President Donald Trump plans to reduce the annual refugee cap to 18,000 in the coming fiscal year, the State Department said Thursday. The lower ceiling follows a trend under President Trump of cutting refugee levels every year. The administration was rumored to be considering dropping the cap down to zero but ultimately opted to keep the program running amid pressure from both Democratic and Republican lawmakers.
The cut to refugee levels comes after the Supreme Court allowed the Trump administration to proceed with disallowing migrants to claim asylum after traveling through another country en route to the U.S.-Mexico border. The asylum restrictions are expected to deter tens of thousands of economic migrants traveling north from Guatemala, El Salvador, and Honduras, who had hoped to use the asylum process to gain entry into the United States.

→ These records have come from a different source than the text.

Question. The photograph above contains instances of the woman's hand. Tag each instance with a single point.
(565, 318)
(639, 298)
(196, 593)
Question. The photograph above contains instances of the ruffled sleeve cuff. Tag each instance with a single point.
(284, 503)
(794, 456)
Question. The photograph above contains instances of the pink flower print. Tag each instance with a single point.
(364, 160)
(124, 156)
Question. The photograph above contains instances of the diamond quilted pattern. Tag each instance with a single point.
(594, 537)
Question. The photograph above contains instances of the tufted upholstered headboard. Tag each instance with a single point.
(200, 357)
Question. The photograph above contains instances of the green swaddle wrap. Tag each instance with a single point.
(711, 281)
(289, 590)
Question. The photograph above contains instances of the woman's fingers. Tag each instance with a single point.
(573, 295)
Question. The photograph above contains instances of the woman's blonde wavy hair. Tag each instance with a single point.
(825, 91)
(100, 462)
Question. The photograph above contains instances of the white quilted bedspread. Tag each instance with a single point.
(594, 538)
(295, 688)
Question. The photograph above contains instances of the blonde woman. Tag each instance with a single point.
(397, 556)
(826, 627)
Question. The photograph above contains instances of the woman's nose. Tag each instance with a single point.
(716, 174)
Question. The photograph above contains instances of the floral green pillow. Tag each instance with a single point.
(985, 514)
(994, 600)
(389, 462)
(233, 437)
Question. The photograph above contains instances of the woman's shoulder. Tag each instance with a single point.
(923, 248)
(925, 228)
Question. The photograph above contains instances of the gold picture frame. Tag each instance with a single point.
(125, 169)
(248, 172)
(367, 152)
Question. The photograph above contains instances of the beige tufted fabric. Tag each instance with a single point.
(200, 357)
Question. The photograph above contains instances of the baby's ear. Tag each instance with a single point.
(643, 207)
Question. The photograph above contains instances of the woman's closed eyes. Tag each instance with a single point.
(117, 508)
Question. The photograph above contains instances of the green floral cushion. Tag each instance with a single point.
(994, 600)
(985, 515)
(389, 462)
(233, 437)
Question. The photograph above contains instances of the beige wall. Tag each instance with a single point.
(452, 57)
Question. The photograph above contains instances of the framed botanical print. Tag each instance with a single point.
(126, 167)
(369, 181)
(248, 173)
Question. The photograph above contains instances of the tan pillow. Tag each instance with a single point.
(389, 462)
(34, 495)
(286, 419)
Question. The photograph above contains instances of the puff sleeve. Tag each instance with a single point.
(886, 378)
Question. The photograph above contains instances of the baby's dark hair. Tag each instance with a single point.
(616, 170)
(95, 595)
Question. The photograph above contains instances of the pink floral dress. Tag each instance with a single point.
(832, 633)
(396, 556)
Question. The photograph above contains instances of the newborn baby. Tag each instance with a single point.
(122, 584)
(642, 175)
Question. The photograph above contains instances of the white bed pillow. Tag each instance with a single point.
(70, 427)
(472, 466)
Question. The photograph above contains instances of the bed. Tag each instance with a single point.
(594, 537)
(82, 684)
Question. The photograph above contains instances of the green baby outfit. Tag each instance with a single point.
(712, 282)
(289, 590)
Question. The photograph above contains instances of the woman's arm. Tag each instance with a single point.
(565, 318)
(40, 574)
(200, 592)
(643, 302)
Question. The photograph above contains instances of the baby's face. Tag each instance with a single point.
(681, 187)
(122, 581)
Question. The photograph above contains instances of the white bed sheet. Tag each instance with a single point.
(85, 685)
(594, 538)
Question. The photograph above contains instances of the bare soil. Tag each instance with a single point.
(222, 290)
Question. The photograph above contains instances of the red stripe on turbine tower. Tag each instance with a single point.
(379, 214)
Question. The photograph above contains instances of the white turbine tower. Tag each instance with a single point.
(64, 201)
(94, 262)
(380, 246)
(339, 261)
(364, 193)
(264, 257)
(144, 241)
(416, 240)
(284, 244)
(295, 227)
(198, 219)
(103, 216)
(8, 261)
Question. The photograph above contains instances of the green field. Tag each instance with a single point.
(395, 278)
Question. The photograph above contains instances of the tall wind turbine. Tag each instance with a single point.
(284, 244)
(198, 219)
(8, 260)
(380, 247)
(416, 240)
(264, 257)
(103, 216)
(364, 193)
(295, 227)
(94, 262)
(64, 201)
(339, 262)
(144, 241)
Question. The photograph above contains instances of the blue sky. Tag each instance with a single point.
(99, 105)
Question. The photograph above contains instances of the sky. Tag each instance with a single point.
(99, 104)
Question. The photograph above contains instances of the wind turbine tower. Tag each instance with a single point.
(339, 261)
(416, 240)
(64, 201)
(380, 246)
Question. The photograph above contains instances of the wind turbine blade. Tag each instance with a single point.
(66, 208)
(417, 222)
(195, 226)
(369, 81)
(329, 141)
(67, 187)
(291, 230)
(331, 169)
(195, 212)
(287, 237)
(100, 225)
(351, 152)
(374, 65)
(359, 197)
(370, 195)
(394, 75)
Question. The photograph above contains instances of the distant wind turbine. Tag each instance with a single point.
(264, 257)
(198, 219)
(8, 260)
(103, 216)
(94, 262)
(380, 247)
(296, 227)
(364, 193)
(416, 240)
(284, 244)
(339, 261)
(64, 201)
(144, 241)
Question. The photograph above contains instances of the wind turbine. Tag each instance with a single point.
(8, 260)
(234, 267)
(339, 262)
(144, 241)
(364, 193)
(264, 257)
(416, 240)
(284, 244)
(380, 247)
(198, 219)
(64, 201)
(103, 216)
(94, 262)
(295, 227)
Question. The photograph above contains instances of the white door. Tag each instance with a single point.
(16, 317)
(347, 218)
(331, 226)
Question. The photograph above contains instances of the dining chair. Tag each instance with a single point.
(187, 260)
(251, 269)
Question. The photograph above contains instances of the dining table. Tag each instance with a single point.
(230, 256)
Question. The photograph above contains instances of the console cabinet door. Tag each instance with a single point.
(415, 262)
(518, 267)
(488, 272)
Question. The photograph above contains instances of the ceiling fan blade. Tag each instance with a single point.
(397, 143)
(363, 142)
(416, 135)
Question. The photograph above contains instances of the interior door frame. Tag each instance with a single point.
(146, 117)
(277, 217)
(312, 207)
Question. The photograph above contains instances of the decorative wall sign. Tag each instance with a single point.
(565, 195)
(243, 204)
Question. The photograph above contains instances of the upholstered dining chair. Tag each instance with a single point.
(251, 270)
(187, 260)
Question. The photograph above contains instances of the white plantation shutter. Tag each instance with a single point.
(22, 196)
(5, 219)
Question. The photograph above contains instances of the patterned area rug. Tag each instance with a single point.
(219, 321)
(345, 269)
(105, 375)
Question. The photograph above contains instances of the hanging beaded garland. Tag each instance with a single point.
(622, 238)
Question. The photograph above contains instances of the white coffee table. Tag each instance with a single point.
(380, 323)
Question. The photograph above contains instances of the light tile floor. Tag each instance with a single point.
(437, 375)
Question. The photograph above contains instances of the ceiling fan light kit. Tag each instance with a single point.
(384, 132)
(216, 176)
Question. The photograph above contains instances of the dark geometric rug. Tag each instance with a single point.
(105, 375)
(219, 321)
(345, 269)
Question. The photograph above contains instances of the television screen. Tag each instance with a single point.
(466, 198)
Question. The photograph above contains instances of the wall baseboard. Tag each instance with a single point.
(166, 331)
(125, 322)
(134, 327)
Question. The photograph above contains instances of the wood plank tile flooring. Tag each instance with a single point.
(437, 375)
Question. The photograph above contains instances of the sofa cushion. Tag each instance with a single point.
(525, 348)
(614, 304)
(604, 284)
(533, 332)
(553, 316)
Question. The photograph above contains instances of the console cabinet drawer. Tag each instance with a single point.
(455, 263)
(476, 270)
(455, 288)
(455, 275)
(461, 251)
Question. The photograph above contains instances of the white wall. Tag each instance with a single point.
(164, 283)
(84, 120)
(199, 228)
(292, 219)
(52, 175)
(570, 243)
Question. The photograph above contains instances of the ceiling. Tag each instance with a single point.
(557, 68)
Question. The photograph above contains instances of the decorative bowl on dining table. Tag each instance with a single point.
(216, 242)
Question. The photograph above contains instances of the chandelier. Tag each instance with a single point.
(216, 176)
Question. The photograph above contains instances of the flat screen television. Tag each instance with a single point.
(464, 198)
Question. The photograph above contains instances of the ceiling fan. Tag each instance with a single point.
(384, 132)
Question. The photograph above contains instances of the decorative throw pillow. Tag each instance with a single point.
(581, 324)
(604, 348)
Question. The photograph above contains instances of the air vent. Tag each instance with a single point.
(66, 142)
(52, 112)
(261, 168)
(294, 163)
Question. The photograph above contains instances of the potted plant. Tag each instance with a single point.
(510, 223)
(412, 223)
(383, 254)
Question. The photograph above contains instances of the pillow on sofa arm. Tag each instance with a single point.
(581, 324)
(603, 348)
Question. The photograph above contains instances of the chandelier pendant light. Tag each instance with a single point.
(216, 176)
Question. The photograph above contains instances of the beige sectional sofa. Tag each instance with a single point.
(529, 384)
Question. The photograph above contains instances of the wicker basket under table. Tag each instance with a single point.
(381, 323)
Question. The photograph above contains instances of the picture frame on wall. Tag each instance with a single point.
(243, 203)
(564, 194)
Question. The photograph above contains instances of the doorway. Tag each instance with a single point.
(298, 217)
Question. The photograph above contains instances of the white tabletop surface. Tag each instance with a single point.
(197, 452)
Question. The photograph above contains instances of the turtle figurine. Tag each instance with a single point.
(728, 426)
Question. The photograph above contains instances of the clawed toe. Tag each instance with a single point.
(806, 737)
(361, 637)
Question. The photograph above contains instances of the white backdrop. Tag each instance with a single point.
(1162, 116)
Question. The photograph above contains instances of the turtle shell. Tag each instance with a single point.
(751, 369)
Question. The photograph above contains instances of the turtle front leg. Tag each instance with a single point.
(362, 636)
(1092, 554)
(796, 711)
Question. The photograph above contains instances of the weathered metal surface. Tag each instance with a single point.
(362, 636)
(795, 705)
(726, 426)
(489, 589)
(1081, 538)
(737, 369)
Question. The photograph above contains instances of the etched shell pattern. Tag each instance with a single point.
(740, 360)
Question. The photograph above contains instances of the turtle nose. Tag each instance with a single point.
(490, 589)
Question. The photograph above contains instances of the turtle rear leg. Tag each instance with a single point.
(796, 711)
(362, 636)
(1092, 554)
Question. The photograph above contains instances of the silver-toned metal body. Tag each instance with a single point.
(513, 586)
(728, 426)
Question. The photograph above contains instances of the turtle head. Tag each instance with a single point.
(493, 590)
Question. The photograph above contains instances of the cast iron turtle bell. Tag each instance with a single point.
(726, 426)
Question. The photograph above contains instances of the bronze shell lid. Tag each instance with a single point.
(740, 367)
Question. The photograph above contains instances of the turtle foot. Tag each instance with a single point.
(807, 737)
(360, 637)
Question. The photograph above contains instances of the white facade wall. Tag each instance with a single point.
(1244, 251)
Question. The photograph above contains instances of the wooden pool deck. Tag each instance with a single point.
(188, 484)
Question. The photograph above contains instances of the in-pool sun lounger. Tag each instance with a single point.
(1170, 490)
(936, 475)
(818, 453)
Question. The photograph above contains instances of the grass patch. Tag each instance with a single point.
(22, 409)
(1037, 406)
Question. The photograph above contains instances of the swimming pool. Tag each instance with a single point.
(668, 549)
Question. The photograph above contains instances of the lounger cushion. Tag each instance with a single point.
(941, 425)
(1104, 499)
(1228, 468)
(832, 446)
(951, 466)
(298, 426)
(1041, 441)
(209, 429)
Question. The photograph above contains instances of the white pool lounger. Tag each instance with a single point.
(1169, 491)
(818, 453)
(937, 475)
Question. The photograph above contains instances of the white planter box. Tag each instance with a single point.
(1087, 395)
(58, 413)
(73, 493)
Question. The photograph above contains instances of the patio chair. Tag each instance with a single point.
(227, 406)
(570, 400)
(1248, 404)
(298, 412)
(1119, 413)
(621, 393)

The Trump Administration has argued that asylum seekers (who apply from inside the U.S. or at the border) and refugees (who apply from abroad) both draw on the same pool of federal resources. The administration has used this rationale to justify cutting refugee admissions in recent years as resources have become scant after being redirected to processing asylum requests, and Congress has failed to close asylum loopholes and neglected calls to increase funding to organizations that help displaced persons abroad, which would provide support to many more people in actual need.
In a written statement, the U.S. Department of State explained:
The current burdens on the U.S. immigration system must be alleviated before it is again possible to resettle large number of refugees. Prioritizing the humanitarian protection cases of those already in our country is simply a matter of fairness and common sense.
The department noted that the Trump administration intends to consult with Congress before issuing an official cap determination.
The coming year’s 18,000-person cap will be the lowest since the refugee resettlement program began in 1980, a major shift from the 110,000 refugee admissions former President Obama proposed for fiscal year 2017. President Trump scrapped Obama’s refugee goal after taking office in 2017 and set the cap at 50,000. He lowered it to 45,000 in fiscal 2018 and then to 30,000 in fiscal 2019.
The president also issued an executive order that establishes a process for determining whether a State and locality consent to resettlement before any refugees are resettled. If a state or locality objects, then refugees cannot be resettled unless the Secretary of State concludes that failing to resettle "would be inconsistent with the policies and strategies established under 8 U.S.C. 1522(a)(2)(B) and (C) or other applicable law."